How does one decide what to put in a time capsule?

A few days ago, about 150 (a fitting number, it being Canada’s 150th anniversary) watched excitedly as the High Prairie time capsule, was cracked open. The actually time capsule was in a small lead box that had to be broken open. This was after about three hours of previous work breaking apart the cement that was poured around the box.

Inside were newspapers from the day, both black and white and colour photos, brochures about the region, a letter from then mayor Terry Anderson addressed to whomever might be the current mayor, a town map, and knick knacks and things from 1967.

And, it being only fifty years since the capsule was buried, there were many people attending who were around who were there back then, and who were there when it was opened. For them, and everybody else gathered, it was indeed exciting to be part of history being made five decades apart.

Maybe that’s the best part of putting away a time capsule. And the best part of when it is opened. It isn’t so much what is in a time capsule, its the feeling one is a part of history being made.

It could be said that time capsules are put away with the hope that in future years, there will be people to open them. There will be a civilization to appreciate the thoughts that went into the capsule. And if not a future civilization that has advanced, perhaps still people who might look back at the contents as coming from a better time worth striving for. For those at the opening, it actually symbolizes yes indeed, we are still here. We made it! And yes, our community, including what were children back then, and many of the buildings and institutions, have survived.
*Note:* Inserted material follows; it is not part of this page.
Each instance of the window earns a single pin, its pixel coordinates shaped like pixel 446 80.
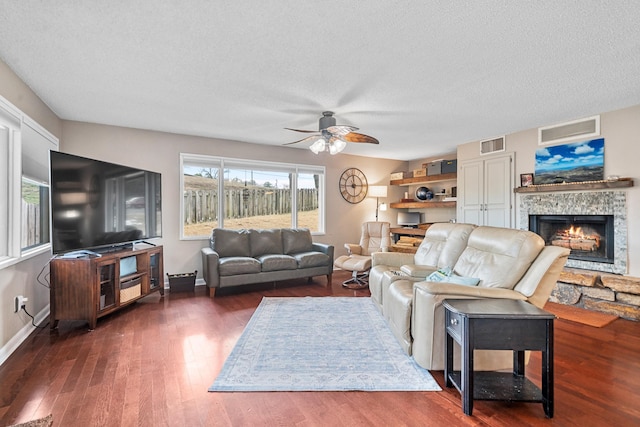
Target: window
pixel 233 193
pixel 35 213
pixel 24 188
So it could be argued, time capsules are not really buried with optimism, as a message from the past. If that were the case, why not just fill up some boxes with memorabilia of the day, and all kinds of messages from the current gaggle of mucky mucks? In fact, we do that already. Not so much the messages, but we have huge boxes. We call them museums.

In High Prairie’s case, it’s a quaint irony the time capsule was buried as part of the celebrations of a new library, but also a museum. So in a sense, the folk of the day could be said to be expecting the building and contents might be gone, but the capsule would be preserved. After all, if one wants to read a newspaper from 1967, both the museum and existing newspaper have copies from back then. If one wants photos, they abound. And so it goes. Yet, it was still very, very exciting for everybody.

The next capsule? Probably, if one thinks this through, there will be items that might not exist in the future. Real money. Diamonds and gold perhaps. Or a lump of coal. A manual for a gasoline motor. In fact, all things that would find a home in a museum or its store rooms. And of course, messages. We think from youngsters would be the best. And if worse did come to worse? Seeds? Instruction manuals? How to build something? As is often said, you never know when you might need one of these. Even 50 years from now.